Friday, May 11, 2018

Haruki Murakami - Hard-boiled Wonderland and the End of the World

If I had a favourite writer, Murakami would have a pretty fair claim to being it - on my three remaining shelves of fiction/plays/poetry, he and Donna Tartt are the only ones whose complete works I've kept, and that's 15 books to three (well technically Rivka Galchen too but that's a grand total of two!) - and I've gotten in the habit of thinking of Hard-boiled Wonderland as my favourite of his, which has maybe, along with its intrinsic vividness, been part of what's kept it so clear in my mind in the thirteen (!) years since I previously read it.

I'm no less interested in phenomenology and subjective experience of the world now than I was back in 2005, and the way that concern is structured into the novel so that it actually forms part of its narrative engine is still impressive. And likewise the pace at which it moves forward, in the interleaved past tense and terser 'hard-boiled wonderland' and present tense and more lyrical 'end of the world' segments, both individually and, as the story progresses, in how they cross over into each other - not to mention the many repeated and mirrored details that echo across the divide between the two stories / worlds / versions of minds and the way they're diegetically explained:
"Meaning, I'll keep producing more and more new memories?"
" 'Fraid so. Or more simply, deja vus of sorts. Don't differ all that much in principle. That'll go on for a while. Till finally you reassemble a world out of these new memories."
"Reassemble a world?"
"You heard correct. This very moment you're preparin' t'move to another world. So the world you see right now is changin' bit by bit t'match up. Changin' one percept at a time. The world here and now does exist. But on the phenomenological level, this world is only one out of countless possibilities. We're talkin' about whether you put your right foot or your left foot out - changes on that order. It's not so strange that when your memories change, the world changes."
"Pretty academic if you ask me," I said. "Too conceptual. You're disregarding the time factor.
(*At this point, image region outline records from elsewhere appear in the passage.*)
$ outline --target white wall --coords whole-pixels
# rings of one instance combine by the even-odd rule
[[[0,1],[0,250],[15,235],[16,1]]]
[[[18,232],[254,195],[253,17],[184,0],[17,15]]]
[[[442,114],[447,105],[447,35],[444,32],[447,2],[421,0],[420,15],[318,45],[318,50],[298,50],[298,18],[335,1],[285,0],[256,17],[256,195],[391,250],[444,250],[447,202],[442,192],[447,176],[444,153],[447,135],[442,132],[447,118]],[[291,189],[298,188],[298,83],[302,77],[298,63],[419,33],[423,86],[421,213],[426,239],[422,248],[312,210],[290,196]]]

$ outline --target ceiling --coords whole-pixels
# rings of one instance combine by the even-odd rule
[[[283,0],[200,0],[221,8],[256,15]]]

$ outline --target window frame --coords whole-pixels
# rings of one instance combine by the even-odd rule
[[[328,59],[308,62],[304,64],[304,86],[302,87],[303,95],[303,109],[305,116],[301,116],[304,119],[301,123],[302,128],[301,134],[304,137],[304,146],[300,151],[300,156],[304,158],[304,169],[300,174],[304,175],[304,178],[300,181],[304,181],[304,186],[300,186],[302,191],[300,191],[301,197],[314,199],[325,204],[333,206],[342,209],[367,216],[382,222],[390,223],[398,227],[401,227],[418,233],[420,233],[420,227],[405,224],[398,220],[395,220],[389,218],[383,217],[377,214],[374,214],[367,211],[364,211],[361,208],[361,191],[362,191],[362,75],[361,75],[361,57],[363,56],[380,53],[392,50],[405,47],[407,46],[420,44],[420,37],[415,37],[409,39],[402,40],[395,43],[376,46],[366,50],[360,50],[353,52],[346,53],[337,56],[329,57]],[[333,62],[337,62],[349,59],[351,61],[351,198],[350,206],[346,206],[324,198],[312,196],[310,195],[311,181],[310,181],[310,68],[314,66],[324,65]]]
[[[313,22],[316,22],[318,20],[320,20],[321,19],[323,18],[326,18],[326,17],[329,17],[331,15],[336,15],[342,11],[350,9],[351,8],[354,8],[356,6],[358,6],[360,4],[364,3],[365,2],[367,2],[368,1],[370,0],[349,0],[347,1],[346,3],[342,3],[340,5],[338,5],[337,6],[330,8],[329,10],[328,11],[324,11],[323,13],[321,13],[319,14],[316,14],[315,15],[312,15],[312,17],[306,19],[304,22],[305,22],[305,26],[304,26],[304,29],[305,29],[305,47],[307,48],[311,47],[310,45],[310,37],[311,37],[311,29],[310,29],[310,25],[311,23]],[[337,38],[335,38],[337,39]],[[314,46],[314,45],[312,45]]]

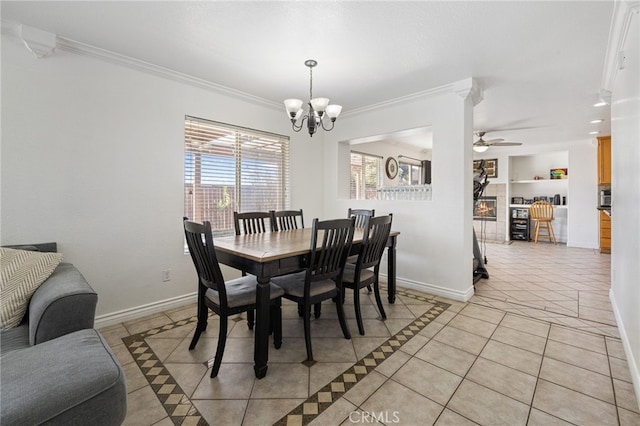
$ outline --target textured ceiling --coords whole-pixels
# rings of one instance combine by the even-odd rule
[[[595,109],[613,2],[2,2],[3,24],[147,61],[270,101],[344,112],[468,77],[474,128],[527,144],[609,132]],[[599,125],[589,121],[603,118]],[[284,114],[283,114],[284,119]],[[492,148],[504,149],[504,148]]]

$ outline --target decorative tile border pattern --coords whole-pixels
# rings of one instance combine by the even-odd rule
[[[403,293],[402,295],[414,297],[416,299],[419,298],[409,293]],[[428,301],[426,298],[424,300]],[[329,408],[331,404],[340,399],[349,389],[366,377],[367,374],[375,370],[378,365],[393,355],[402,347],[402,345],[407,343],[413,336],[418,334],[423,328],[431,323],[431,321],[436,319],[441,313],[446,311],[449,306],[451,306],[443,302],[434,303],[435,305],[422,314],[420,318],[414,320],[411,324],[400,330],[395,336],[392,336],[389,340],[355,363],[351,368],[348,368],[344,373],[333,379],[331,383],[320,389],[305,402],[289,412],[289,414],[278,420],[274,426],[304,426],[309,424],[324,410]]]
[[[122,338],[174,425],[207,426],[208,423],[191,403],[178,382],[169,374],[145,339],[197,320],[198,318],[194,316]]]
[[[433,303],[434,306],[294,408],[278,420],[275,425],[309,424],[451,306],[448,303],[416,293],[396,289],[396,295]],[[174,425],[206,426],[208,423],[178,385],[177,381],[160,362],[160,359],[146,342],[146,338],[196,321],[197,317],[193,316],[122,338],[138,368],[151,385],[151,389],[160,400]]]

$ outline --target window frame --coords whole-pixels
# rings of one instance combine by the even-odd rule
[[[184,216],[233,235],[233,211],[290,208],[290,138],[185,115]]]
[[[361,161],[358,167],[359,171],[354,170],[354,156],[360,156]],[[383,157],[366,152],[350,150],[349,152],[349,199],[351,200],[375,200],[377,198],[378,188],[382,184],[382,159]],[[375,170],[375,187],[372,183],[367,183],[367,161],[375,162],[373,170]],[[371,169],[369,169],[371,170]],[[359,179],[354,179],[354,173]],[[354,185],[355,182],[355,185]],[[360,184],[358,185],[358,182]],[[354,188],[355,186],[355,188]],[[354,197],[355,195],[355,197]]]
You're reversing the order of things."
"No, the time paradox here's in your mind," said the Professor. "As you create memories, you're creatin' a parallel world."
"So I'm pulling away from the world as I originally knew it?"
"I'm just sayin' it's not out of the realm of possibility. Mind you, I'm not talkin' about any out-of-this-world science-fiction type parallel universe. It's all a matter of cognition. The world as perceived. And that's what's changin' in your brain, is what I think."
"Then after these changes, Junction A switches over, a completely different world appears, and I go on living there. There's no avoiding that turnover - I just sit and wait for it to happen?
" 'Fraid so."
"And for how long does that world go on?"
"Forever," said the Professor. 
Most importantly, though, the high concept cleverness and structural intricacy are all driving towards genuine emotional stakes, as the 'external' half of the narrative increasingly folds in on itself and it's made explicit that his memory is starting to run backwards as it all moves towards the end, and the nature of the 'inner' world becomes apparent, as well as how its protagonist and his shadow came to its strange Town and the meaning of the choice that he will need to make about departing or staying becomes clear. Also, how just-right the symbolism associated with the end of the world - mind - all is, from the unicorn Beasts to the Wall and the Woods and the passing of the seasons, and the way it's music that proves the crucial, final bridge. Marvellous.

"No, I really like his voice," she said. "It's like a kid standing at the window watching the rain."